In the opening chapter of The Long Revolution (1961), Raymond Williams argues that ‘[e]verything we see and do, the whole structure of our relationships and institutions, depends, finally, on an effort of learning, description and communication’. In what was to become a radical challenge to the dominant modes of literary and cultural study, Williams concluded that:
If all activity depends on responses learned by the sharing of descriptions, we cannot set ‘art’ on one side of a line and ‘work’ on the other; we cannot submit to be divided into ‘Aesthetic Man’ and ‘Economic Man.’
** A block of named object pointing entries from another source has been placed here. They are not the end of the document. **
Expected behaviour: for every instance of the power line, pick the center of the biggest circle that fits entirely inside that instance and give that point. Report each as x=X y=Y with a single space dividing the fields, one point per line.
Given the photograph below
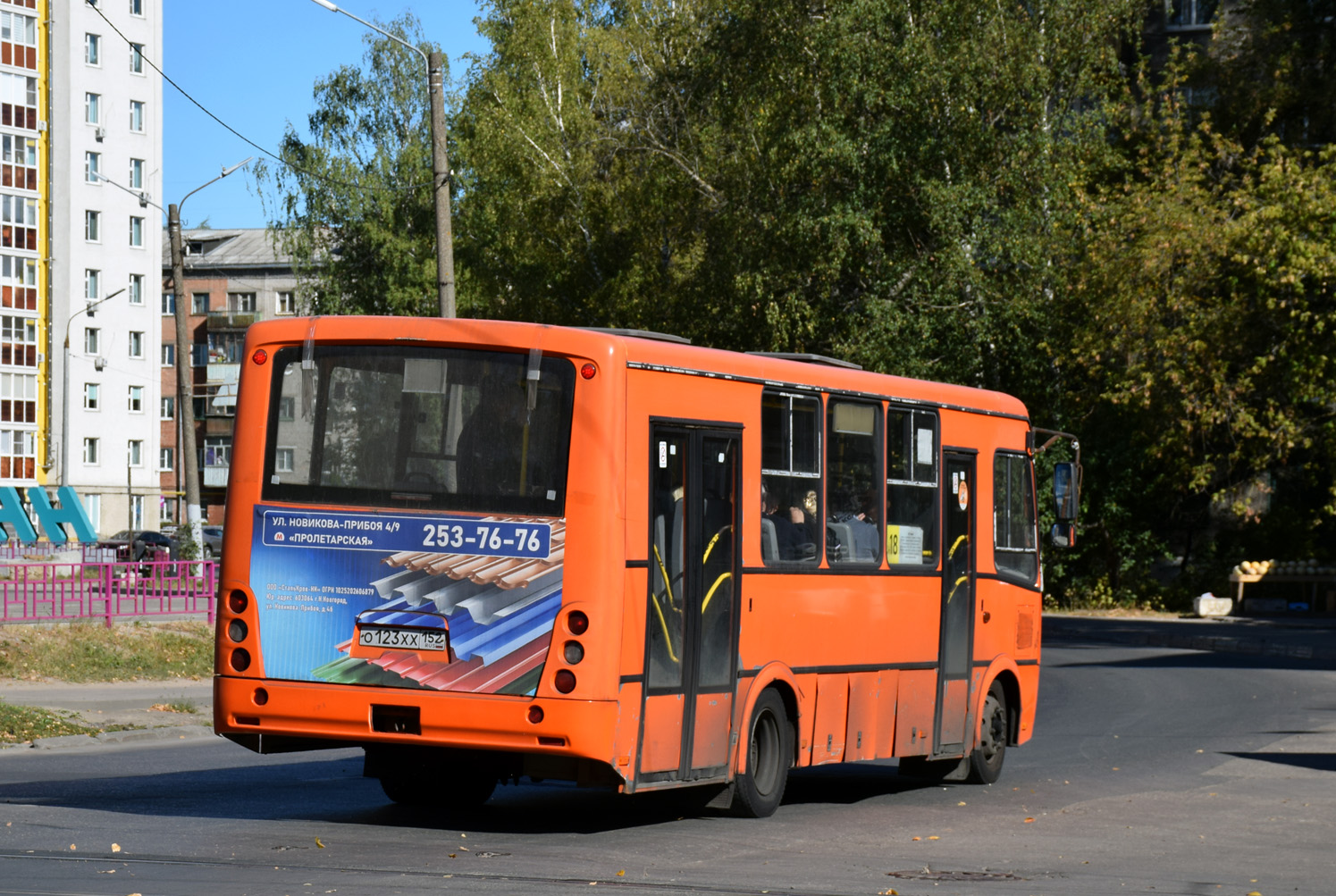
x=238 y=134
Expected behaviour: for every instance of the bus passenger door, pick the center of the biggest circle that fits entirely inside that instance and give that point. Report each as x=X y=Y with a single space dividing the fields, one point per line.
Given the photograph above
x=957 y=604
x=691 y=641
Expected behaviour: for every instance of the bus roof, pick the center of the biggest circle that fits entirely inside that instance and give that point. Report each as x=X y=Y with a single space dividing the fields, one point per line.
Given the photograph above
x=648 y=351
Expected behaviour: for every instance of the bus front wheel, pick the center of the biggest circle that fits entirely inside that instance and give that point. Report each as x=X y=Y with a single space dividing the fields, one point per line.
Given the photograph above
x=769 y=752
x=987 y=758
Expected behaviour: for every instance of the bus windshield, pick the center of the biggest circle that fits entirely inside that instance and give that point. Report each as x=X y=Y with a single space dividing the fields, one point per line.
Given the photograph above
x=420 y=428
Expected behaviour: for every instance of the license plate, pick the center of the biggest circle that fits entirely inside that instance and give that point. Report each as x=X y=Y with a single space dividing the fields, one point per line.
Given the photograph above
x=385 y=636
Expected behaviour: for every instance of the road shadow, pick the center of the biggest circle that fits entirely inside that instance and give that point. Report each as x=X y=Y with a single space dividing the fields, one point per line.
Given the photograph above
x=1315 y=761
x=334 y=791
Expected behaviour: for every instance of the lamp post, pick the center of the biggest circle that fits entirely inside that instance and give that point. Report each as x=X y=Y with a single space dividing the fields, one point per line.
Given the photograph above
x=64 y=401
x=440 y=164
x=185 y=370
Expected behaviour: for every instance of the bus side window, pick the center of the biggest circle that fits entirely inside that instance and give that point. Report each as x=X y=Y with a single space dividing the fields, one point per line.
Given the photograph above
x=912 y=467
x=853 y=525
x=1014 y=541
x=791 y=478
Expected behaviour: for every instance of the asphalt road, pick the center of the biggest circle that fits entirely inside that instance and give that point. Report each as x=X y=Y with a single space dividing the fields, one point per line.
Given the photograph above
x=1152 y=769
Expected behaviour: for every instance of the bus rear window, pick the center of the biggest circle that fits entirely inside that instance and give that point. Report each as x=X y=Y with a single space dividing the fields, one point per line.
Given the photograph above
x=418 y=428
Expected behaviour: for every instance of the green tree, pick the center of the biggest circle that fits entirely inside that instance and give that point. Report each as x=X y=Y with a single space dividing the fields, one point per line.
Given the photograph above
x=351 y=205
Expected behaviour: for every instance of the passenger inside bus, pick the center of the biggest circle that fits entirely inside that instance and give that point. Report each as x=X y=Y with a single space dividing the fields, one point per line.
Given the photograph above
x=793 y=539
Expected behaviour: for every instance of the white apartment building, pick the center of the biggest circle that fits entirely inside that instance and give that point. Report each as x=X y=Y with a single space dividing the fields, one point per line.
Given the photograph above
x=103 y=131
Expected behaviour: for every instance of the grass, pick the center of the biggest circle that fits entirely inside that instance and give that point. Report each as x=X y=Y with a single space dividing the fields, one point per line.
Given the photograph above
x=92 y=652
x=21 y=724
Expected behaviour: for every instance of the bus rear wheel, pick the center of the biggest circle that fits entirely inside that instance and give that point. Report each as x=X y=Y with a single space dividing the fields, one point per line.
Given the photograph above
x=769 y=752
x=987 y=758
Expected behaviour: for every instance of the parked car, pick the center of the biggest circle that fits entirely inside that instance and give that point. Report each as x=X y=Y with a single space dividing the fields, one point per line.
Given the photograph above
x=213 y=537
x=140 y=544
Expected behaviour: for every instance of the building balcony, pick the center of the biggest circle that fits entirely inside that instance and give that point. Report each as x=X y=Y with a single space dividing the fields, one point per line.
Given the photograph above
x=231 y=320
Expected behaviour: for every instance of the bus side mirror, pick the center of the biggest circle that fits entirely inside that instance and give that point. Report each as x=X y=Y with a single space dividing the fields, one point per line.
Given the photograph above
x=1063 y=534
x=1065 y=497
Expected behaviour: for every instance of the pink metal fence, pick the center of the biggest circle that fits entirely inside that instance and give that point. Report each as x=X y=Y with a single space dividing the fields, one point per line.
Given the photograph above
x=34 y=591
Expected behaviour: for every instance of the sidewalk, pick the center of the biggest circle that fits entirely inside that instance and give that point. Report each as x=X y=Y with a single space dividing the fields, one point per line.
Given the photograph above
x=1309 y=640
x=124 y=703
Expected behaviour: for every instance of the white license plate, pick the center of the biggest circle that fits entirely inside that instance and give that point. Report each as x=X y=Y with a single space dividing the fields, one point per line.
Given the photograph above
x=385 y=636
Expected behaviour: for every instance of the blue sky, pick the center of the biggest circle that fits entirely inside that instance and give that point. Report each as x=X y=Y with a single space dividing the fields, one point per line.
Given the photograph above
x=256 y=71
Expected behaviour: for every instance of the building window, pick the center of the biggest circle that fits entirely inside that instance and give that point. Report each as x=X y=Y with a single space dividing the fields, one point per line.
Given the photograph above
x=1190 y=13
x=218 y=450
x=240 y=302
x=19 y=398
x=21 y=216
x=791 y=475
x=1014 y=536
x=18 y=454
x=92 y=505
x=912 y=447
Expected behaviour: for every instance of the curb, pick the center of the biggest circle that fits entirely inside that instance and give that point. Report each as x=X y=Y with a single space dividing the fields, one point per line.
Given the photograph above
x=1255 y=647
x=166 y=733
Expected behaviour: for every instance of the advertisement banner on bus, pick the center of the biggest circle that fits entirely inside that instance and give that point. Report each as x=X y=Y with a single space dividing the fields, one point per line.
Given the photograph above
x=450 y=602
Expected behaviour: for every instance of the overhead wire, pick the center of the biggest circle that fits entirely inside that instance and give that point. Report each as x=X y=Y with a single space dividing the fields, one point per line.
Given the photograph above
x=238 y=134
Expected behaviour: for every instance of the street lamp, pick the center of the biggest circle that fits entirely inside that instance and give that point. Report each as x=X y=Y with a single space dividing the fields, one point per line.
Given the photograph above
x=185 y=373
x=440 y=164
x=64 y=401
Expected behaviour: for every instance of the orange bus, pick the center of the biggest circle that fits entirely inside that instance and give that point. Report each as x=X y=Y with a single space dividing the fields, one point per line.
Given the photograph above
x=618 y=558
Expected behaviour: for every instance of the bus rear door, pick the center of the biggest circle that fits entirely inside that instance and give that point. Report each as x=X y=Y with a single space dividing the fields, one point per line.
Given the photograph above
x=693 y=604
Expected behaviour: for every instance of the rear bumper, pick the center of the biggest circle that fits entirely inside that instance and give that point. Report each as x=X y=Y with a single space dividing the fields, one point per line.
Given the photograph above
x=343 y=713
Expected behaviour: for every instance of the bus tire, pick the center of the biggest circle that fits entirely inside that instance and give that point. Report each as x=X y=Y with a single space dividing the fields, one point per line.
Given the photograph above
x=769 y=752
x=987 y=758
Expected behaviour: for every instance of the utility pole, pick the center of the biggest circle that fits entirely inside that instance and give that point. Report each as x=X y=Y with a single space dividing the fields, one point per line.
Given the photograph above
x=188 y=462
x=441 y=188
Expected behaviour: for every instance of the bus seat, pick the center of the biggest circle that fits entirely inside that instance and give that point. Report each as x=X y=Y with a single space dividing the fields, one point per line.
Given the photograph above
x=769 y=542
x=841 y=541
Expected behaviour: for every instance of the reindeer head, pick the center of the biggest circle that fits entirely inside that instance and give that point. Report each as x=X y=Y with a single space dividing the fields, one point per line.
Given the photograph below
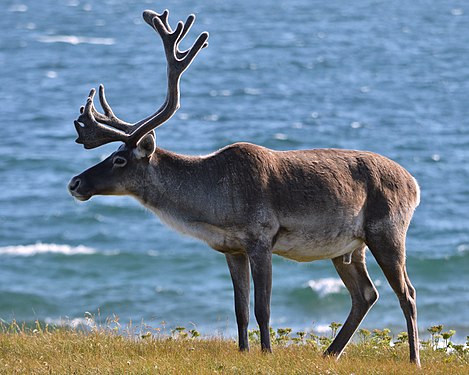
x=116 y=175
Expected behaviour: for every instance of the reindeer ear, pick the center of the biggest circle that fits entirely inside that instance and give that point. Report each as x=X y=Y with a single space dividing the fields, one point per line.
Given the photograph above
x=146 y=146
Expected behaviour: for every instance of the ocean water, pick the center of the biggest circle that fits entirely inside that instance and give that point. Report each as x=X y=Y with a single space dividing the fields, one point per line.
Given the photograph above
x=390 y=77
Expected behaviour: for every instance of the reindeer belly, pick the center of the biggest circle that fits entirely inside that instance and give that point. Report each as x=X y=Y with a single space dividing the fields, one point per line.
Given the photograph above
x=303 y=248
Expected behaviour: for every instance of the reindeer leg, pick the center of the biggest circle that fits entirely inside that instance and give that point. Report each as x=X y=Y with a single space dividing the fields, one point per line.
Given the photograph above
x=260 y=259
x=389 y=252
x=239 y=270
x=363 y=293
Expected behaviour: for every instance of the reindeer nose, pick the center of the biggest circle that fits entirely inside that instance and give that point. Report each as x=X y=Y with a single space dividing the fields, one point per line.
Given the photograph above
x=74 y=184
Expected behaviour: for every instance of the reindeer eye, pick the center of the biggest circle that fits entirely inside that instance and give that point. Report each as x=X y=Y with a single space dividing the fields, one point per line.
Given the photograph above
x=119 y=161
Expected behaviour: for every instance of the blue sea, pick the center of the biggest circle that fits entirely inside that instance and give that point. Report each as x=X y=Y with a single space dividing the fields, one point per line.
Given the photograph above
x=387 y=76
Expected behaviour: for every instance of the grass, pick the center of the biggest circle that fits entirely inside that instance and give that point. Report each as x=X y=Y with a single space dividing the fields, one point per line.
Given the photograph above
x=101 y=350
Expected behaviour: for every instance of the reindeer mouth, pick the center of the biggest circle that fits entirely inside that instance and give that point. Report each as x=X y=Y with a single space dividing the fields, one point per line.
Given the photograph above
x=73 y=188
x=80 y=197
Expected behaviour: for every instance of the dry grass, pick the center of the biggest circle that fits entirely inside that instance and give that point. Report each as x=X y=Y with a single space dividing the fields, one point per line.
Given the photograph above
x=72 y=351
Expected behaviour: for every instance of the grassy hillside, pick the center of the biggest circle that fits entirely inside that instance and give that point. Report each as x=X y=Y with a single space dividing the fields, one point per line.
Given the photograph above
x=45 y=350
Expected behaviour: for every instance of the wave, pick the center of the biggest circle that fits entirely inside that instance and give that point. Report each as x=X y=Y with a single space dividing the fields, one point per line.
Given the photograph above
x=326 y=286
x=74 y=40
x=43 y=248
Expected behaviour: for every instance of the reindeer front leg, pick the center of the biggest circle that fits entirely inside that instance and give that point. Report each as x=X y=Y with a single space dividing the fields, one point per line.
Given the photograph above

Williams goes on, in his chapter on ‘The Analysis of Culture’, to challenge an historical methodology based upon the assumption that ‘the bases of society, its political, economic, and “social” arrangements, form the central core of facts, after which the art and theory can be adduced, for marginal illustration or “correlation”’, and a literary methodology which privileged its own formal laws of composition while relegating this central core of facts to the status of ‘background’. His call in 1961 was for a cultural history which had to be ‘more than the sum of the particular histories, for it is with the relations between them, the particular forms of the whole organisation, that it is especially concerned’. Thus, Williams’ ‘theory of culture’ could subsequently be defined as ‘the study of the relationships between elements in a whole way of life’.